Welcome back team fearless, I’ve got another amazing swimming technique for you, so listen up.
Today I’d like to talk about the front crawl roll.
What it is. How to do it.
Why it’s important. And why nobody out there has ever heard of it.
Somewhere along the way, we got lost.
Front crawl became a stroke that required the body to become static and the focus at becoming a faster swimmer got put on the arms and legs.
Still not fast enough?
Can’t help you, sorry, see you later!
The Front Crawl Roll
If you like watching expert swimmers on YouTube like myself (yes, I’m a nerd… I know) then you’ll quickly notice that they roll their body onto its side during their strokes.
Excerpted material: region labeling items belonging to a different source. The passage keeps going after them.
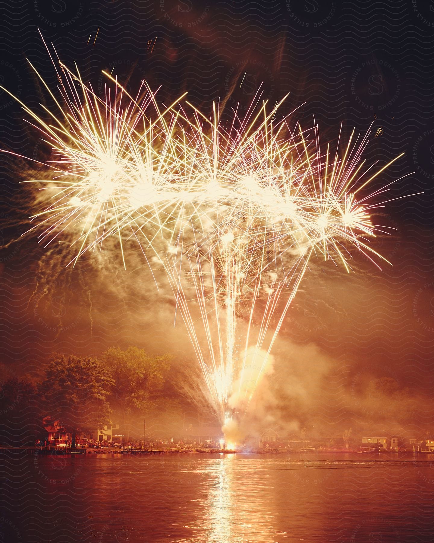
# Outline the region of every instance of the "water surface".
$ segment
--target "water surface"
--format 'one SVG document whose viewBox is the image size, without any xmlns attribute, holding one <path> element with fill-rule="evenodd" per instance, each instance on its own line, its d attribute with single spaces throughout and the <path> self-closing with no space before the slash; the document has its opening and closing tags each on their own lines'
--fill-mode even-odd
<svg viewBox="0 0 434 543">
<path fill-rule="evenodd" d="M 433 455 L 107 454 L 2 464 L 11 474 L 0 498 L 8 543 L 434 541 Z"/>
</svg>

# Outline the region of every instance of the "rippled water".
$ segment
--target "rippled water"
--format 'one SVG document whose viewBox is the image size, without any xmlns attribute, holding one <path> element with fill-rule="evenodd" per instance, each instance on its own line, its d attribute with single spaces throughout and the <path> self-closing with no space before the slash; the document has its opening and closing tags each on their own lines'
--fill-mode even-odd
<svg viewBox="0 0 434 543">
<path fill-rule="evenodd" d="M 2 465 L 12 475 L 1 514 L 9 536 L 21 537 L 5 542 L 434 541 L 432 455 L 109 454 Z"/>
</svg>

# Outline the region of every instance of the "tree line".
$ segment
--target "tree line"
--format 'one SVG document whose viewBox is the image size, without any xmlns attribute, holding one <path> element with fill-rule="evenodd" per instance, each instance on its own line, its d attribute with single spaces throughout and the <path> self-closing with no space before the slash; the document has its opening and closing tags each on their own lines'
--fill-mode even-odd
<svg viewBox="0 0 434 543">
<path fill-rule="evenodd" d="M 182 411 L 175 378 L 169 357 L 133 346 L 111 348 L 98 358 L 54 355 L 36 382 L 0 381 L 1 444 L 30 444 L 55 422 L 59 432 L 71 434 L 73 447 L 80 434 L 113 420 L 128 440 L 131 421 Z"/>
</svg>

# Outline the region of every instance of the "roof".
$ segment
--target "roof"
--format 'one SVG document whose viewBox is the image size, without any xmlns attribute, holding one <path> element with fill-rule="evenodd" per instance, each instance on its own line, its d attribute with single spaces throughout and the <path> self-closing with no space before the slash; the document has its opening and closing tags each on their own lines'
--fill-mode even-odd
<svg viewBox="0 0 434 543">
<path fill-rule="evenodd" d="M 184 428 L 184 433 L 188 435 L 220 435 L 223 432 L 220 426 L 192 426 Z"/>
</svg>

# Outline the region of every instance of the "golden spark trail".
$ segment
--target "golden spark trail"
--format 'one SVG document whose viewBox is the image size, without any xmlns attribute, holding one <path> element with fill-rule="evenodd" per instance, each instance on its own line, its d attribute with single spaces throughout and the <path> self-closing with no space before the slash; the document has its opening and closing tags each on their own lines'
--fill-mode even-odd
<svg viewBox="0 0 434 543">
<path fill-rule="evenodd" d="M 49 120 L 16 99 L 52 148 L 49 178 L 27 181 L 46 195 L 31 230 L 46 245 L 71 240 L 73 264 L 104 244 L 126 268 L 136 241 L 162 266 L 222 424 L 234 407 L 245 413 L 259 378 L 242 388 L 247 353 L 265 353 L 264 367 L 312 259 L 349 272 L 353 247 L 385 260 L 369 245 L 381 204 L 356 196 L 394 161 L 364 180 L 368 134 L 323 155 L 317 127 L 291 131 L 276 121 L 282 102 L 267 111 L 259 94 L 228 125 L 218 104 L 210 118 L 187 113 L 183 97 L 161 110 L 144 81 L 132 97 L 105 72 L 101 97 L 59 66 L 60 98 L 34 68 Z"/>
</svg>

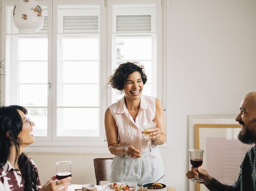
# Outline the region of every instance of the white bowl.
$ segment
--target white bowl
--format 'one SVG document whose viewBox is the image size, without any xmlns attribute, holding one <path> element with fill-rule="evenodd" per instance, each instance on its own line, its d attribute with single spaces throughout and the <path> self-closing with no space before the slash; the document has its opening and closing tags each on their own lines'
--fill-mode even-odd
<svg viewBox="0 0 256 191">
<path fill-rule="evenodd" d="M 151 185 L 152 184 L 153 184 L 153 182 L 152 182 L 152 183 L 147 183 L 147 184 L 144 184 L 142 185 L 142 191 L 157 191 L 157 190 L 159 190 L 161 191 L 167 191 L 167 187 L 166 186 L 166 185 L 165 184 L 164 184 L 162 183 L 159 183 L 163 185 L 163 188 L 161 188 L 160 189 L 149 189 L 148 188 L 146 188 L 148 187 L 148 186 L 150 185 Z"/>
</svg>

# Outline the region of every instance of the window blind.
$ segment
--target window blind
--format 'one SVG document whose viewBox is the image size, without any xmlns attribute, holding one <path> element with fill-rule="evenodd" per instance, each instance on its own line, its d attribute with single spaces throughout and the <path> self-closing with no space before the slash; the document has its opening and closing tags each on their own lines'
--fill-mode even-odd
<svg viewBox="0 0 256 191">
<path fill-rule="evenodd" d="M 64 16 L 63 32 L 97 32 L 98 16 Z"/>
<path fill-rule="evenodd" d="M 151 15 L 117 15 L 117 32 L 150 32 Z"/>
</svg>

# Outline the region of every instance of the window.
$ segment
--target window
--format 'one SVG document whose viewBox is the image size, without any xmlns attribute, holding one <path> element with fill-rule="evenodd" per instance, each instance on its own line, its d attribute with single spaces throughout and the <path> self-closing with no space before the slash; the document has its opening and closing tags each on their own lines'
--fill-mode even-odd
<svg viewBox="0 0 256 191">
<path fill-rule="evenodd" d="M 144 65 L 143 94 L 162 98 L 162 7 L 159 0 L 52 2 L 40 1 L 43 28 L 28 34 L 13 24 L 13 2 L 3 1 L 2 98 L 28 109 L 38 145 L 105 145 L 105 110 L 122 96 L 107 79 L 119 64 Z"/>
</svg>

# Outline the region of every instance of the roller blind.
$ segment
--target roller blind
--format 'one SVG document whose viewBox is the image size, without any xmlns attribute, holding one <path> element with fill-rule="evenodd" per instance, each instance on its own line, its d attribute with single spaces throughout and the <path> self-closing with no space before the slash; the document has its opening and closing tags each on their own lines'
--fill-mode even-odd
<svg viewBox="0 0 256 191">
<path fill-rule="evenodd" d="M 63 32 L 97 32 L 98 16 L 64 16 Z"/>
<path fill-rule="evenodd" d="M 151 31 L 151 15 L 117 15 L 117 32 Z"/>
</svg>

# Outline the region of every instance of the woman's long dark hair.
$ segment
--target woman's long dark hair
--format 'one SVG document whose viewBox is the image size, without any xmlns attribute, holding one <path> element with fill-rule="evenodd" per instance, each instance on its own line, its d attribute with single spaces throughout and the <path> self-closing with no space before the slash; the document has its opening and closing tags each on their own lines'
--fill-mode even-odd
<svg viewBox="0 0 256 191">
<path fill-rule="evenodd" d="M 19 154 L 19 145 L 22 140 L 18 137 L 18 135 L 22 129 L 23 121 L 18 109 L 25 115 L 27 114 L 27 109 L 19 106 L 0 107 L 0 167 L 7 162 L 10 154 L 10 148 L 14 145 L 16 150 L 15 163 L 18 160 L 24 180 L 24 190 L 36 191 L 36 179 L 34 167 L 24 153 Z"/>
</svg>

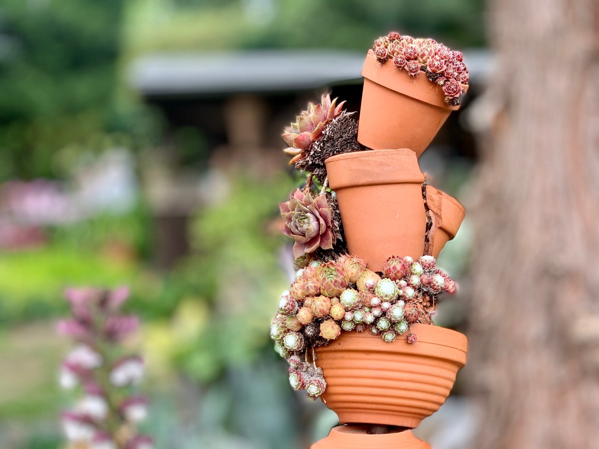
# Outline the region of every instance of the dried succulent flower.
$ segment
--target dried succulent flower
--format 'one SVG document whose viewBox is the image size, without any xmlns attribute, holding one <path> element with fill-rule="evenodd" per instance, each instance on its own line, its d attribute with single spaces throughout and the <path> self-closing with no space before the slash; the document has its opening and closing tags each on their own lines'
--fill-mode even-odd
<svg viewBox="0 0 599 449">
<path fill-rule="evenodd" d="M 358 290 L 365 292 L 372 292 L 374 291 L 374 287 L 376 286 L 376 283 L 379 282 L 380 280 L 380 276 L 374 271 L 367 269 L 358 277 L 356 286 L 358 287 Z M 368 281 L 374 281 L 375 283 L 373 285 L 373 283 L 368 283 Z"/>
<path fill-rule="evenodd" d="M 392 281 L 398 281 L 405 276 L 410 269 L 410 266 L 406 263 L 403 257 L 392 256 L 388 259 L 383 266 L 383 275 Z"/>
<path fill-rule="evenodd" d="M 309 192 L 298 189 L 279 207 L 285 220 L 283 232 L 295 241 L 294 257 L 332 248 L 331 210 L 324 195 L 313 198 Z"/>
<path fill-rule="evenodd" d="M 414 39 L 395 32 L 377 39 L 374 56 L 381 63 L 392 59 L 394 66 L 416 76 L 424 71 L 431 81 L 443 86 L 445 102 L 457 106 L 468 84 L 468 69 L 459 51 L 453 51 L 432 39 Z"/>
<path fill-rule="evenodd" d="M 312 302 L 312 313 L 318 318 L 323 318 L 329 314 L 331 310 L 331 300 L 326 296 L 316 296 Z"/>
<path fill-rule="evenodd" d="M 341 335 L 339 325 L 333 320 L 326 320 L 320 323 L 320 335 L 327 340 L 334 340 Z"/>
<path fill-rule="evenodd" d="M 346 310 L 353 310 L 360 305 L 360 296 L 353 289 L 344 290 L 339 296 L 339 301 Z"/>
<path fill-rule="evenodd" d="M 382 337 L 383 339 L 388 343 L 392 343 L 395 341 L 396 335 L 393 330 L 387 330 L 385 332 L 383 332 Z"/>
<path fill-rule="evenodd" d="M 308 323 L 311 323 L 312 320 L 314 319 L 314 314 L 312 313 L 311 304 L 310 307 L 307 307 L 304 303 L 303 307 L 301 308 L 297 313 L 295 317 L 298 318 L 299 321 L 302 324 L 307 324 Z M 274 337 L 273 337 L 274 338 Z"/>
<path fill-rule="evenodd" d="M 340 303 L 333 304 L 331 306 L 331 310 L 329 311 L 331 317 L 338 321 L 343 319 L 344 317 L 345 317 L 345 309 Z"/>
<path fill-rule="evenodd" d="M 312 144 L 322 135 L 326 126 L 341 111 L 344 101 L 336 105 L 337 99 L 331 101 L 330 95 L 323 95 L 320 104 L 308 105 L 308 110 L 302 111 L 295 123 L 285 129 L 283 139 L 289 147 L 285 153 L 294 156 L 291 163 L 302 159 Z"/>
<path fill-rule="evenodd" d="M 398 294 L 395 283 L 385 278 L 377 283 L 374 293 L 383 301 L 392 301 L 397 298 Z"/>
<path fill-rule="evenodd" d="M 320 293 L 329 298 L 340 296 L 347 287 L 348 280 L 345 274 L 334 262 L 328 262 L 319 266 L 316 279 L 320 284 Z"/>
</svg>

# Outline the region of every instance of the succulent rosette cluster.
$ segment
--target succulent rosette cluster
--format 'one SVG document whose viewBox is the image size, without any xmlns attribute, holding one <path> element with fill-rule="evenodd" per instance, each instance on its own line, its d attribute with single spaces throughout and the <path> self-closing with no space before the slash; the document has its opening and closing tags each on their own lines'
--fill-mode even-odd
<svg viewBox="0 0 599 449">
<path fill-rule="evenodd" d="M 354 330 L 380 335 L 389 343 L 406 334 L 409 343 L 416 343 L 410 325 L 431 324 L 437 295 L 455 290 L 454 281 L 437 268 L 432 256 L 416 261 L 392 256 L 380 273 L 369 270 L 356 256 L 313 260 L 298 271 L 289 290 L 281 295 L 270 335 L 275 350 L 291 365 L 292 386 L 316 398 L 326 384 L 322 371 L 307 361 L 309 348 L 327 345 L 342 332 Z"/>
<path fill-rule="evenodd" d="M 139 325 L 137 317 L 120 312 L 128 295 L 126 287 L 66 290 L 72 317 L 60 321 L 58 330 L 77 344 L 61 365 L 60 383 L 81 393 L 72 409 L 62 414 L 69 447 L 153 447 L 152 438 L 135 430 L 147 414 L 147 399 L 135 393 L 144 361 L 121 345 Z"/>
<path fill-rule="evenodd" d="M 413 77 L 423 72 L 431 82 L 441 86 L 447 104 L 459 104 L 468 79 L 461 52 L 432 39 L 415 39 L 396 32 L 377 39 L 373 49 L 382 63 L 391 60 L 397 69 L 405 70 Z"/>
<path fill-rule="evenodd" d="M 285 220 L 283 233 L 294 239 L 294 257 L 333 247 L 332 212 L 325 195 L 313 197 L 298 189 L 279 208 Z"/>
<path fill-rule="evenodd" d="M 289 145 L 284 151 L 294 156 L 290 163 L 295 163 L 305 156 L 312 144 L 322 135 L 325 128 L 341 113 L 344 101 L 337 105 L 337 99 L 331 101 L 331 96 L 323 95 L 319 104 L 310 103 L 308 110 L 297 116 L 295 123 L 285 129 L 283 139 Z"/>
</svg>

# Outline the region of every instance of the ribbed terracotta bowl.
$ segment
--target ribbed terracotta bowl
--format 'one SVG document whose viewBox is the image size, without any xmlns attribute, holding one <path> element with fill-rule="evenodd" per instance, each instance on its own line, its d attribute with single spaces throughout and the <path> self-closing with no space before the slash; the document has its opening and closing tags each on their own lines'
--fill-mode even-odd
<svg viewBox="0 0 599 449">
<path fill-rule="evenodd" d="M 466 363 L 466 336 L 429 324 L 412 327 L 415 344 L 352 332 L 316 350 L 326 381 L 322 398 L 341 423 L 413 429 L 445 402 Z"/>
<path fill-rule="evenodd" d="M 370 426 L 337 426 L 328 436 L 312 445 L 311 449 L 431 449 L 412 430 L 384 435 L 369 435 Z"/>
</svg>

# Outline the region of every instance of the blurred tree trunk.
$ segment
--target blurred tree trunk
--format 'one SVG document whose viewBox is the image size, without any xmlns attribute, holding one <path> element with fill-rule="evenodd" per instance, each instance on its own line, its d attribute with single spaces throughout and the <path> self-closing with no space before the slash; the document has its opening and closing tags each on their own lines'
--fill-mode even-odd
<svg viewBox="0 0 599 449">
<path fill-rule="evenodd" d="M 597 448 L 599 2 L 492 0 L 489 17 L 497 76 L 470 114 L 494 117 L 470 210 L 474 447 Z"/>
</svg>

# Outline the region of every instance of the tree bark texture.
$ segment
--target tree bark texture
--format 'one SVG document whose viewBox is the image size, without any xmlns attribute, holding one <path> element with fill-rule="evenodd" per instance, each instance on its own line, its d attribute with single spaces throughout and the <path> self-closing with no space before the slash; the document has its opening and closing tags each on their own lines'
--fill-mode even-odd
<svg viewBox="0 0 599 449">
<path fill-rule="evenodd" d="M 474 199 L 477 449 L 599 447 L 599 1 L 491 0 Z M 476 107 L 476 106 L 474 107 Z"/>
</svg>

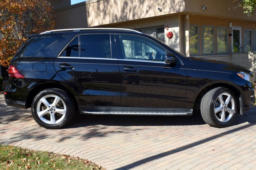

They don’t simply lie on their sides.
Each time they reach up over head, they roll their body so that they’re almost in a side glide position.
This is interesting since the imaginary “learn to swim front crawl” textbook that we’ve all perused never really mentions this body roll.
The standard steps are: glide, then kick, then do arms, then you’ve learnt to swim.
In fact, that’s my exact recommendation for learning to swim believe it or not.
So why do I bring up the idea of a body roll, and why haven’t we explored it before?
The last and final step of Front Crawl is the coordination mastery.
As I talk about in my first book (link), swimming technique is perfected in the final step… coordination.
Worrying about the body roll and the high elbow recovery is important once the swimmer is safe and able to swim a significant distance.
Incorporating the techniques that make us truly efficient in the pool should be your continuous and ongoing learning aim when you decide to become a avid swimmer.
How and Why We Body Roll
The body roll is easy to do, and I’ll explain how to incorporate it in a minute, but first I want to explain the real reason why it helps SO much with your front crawl efficiency.
The reason (to me) is two fold.
One. It allows for you to get a larger reach.
This is something I’ve talked about lots of times before if you’re familiar with my material, but if not, I’ll explain.
When you turn your hip forward, you’ll find that your hand is able to reach higher over your head than normal.
Don’t believe me? Try standing up with your torso and hips in line and reach as high over head as possible.
Now try turning your hip forward in one direction.
See the difference?
Your hip turn really allows you to reach much much further and the body roll will naturally incorporate this into your stroke.
The next reason has to do with balance and utilizing momentum from “torquing” up your body.
When you twist your torso sideways, it tightens up your hips and can actually provide you will momentum as you switch to the other side/ the other arm.
Think of each stroke like you are twisting a spring. When the spring is released, you can turn your body sideways with it and almost “ride” out the momentum that the spring releases after it’s been twisted up.
Incorporating A Body Roll
Begin by practicing the Front Glide Side Glide Drill (found here) where you practice taking your breaths in a side glide, rather than just simply turning your head.
Remember, incorporating body position into any skill is key! Body position is always the most important step.
Once you have gotten the hang of the turning that you need to build into your stroke, begin to practice a front crawl drill I call “Shoulder Down” Front Crawl.
It’s an easy drill. Simply slow your front crawl down so that you’re only doing one stroke at a time, pausing with your arm above your head after each stroke and then FOCUS on putting your shoulder underneath where your ear is.
Another way of thinking of this is to simply think, shoulder under ear front crawl!
Try This Out
The body roll is really helpful when you’re looking for that next tip to transform your efficiency to the next level!